On Thursday 02 August 2007 08:17, Claus Reinke wrote:
a Monad is a type constructor with two operations, implementing a standard interface and following a few simple rules.
. . . . and this is one of the best definitions i've seen yet. Thanks Claus! i think we need to be looking at "What is a Monad?" issue from the point of view of putting together a Dictionary of Haskell. There's no room for long explanations - just a concise sentence or two that gets to the heart of what a Haskell Monad is. Personally, my feeling is that people are scared by Monads, not because of the name, but because whenever they ask about what a Monad essentially /is/, they get a plethora of less-than-concise explanations that often don't include the sort of straightforward starting definition than Claus has presented here. No wonder Monads seem scary when even experienced Haskell programmers put forward such a variety of attempts to describe what a Monad actually is! (In some ways, i'm reminded of discussions about what continuations are - many definitions are vague and involve hand-waving; only a few seem to provide a straightforward technical definition that doesn't skirt around the guts of the matter.) That's why i've banged on about presenting my own attempt at a concise definition - not because i think my definition is that great at all, but because it at least represents a starting point to work towards developing a concise definition that we can quote and /then/ elaborate on in the way that we think is most likely to convey how Monads work to the querent in question. And again, i really like Claus' elaboration:
the Monad type class tells you the interface (what operations you've got, and their types), the Monad laws tell you what all types implementing that interface should have in common.

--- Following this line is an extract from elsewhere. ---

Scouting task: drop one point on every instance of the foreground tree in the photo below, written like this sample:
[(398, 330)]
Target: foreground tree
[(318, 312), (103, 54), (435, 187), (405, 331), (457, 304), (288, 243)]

the monadic interface gives you two operations, one to throw things into a monad thing (return), and one to chain two monad things together (>>=). the chaining explicitly caters for information flowing from the first to the second parameter of (>>=).
the monad laws tell you two useful facts about monad things thrown together in that way: whatever it is the monad does, anything just thrown into it will take no part in that action, and whichever way you use that chaining operation, the structure of chaining is irrelevant, only the ordering of chained monad things matters.
there are usually other ways to create 'primitive' monadic things, which can be combined into complex monadic structures using the operations from the Monad interface.
there is usually a way to interpret monadic structures built in this way (a 'run' operation of some kind).
Category theorists can define monads concisely using the language of their discipline - surely we can settle on a definition of Haskell Monads that would make sense to any programmer who has mastered basic programming concepts? i would suggest that Claus' definition, above, would be a great place to start. :-) Alexis.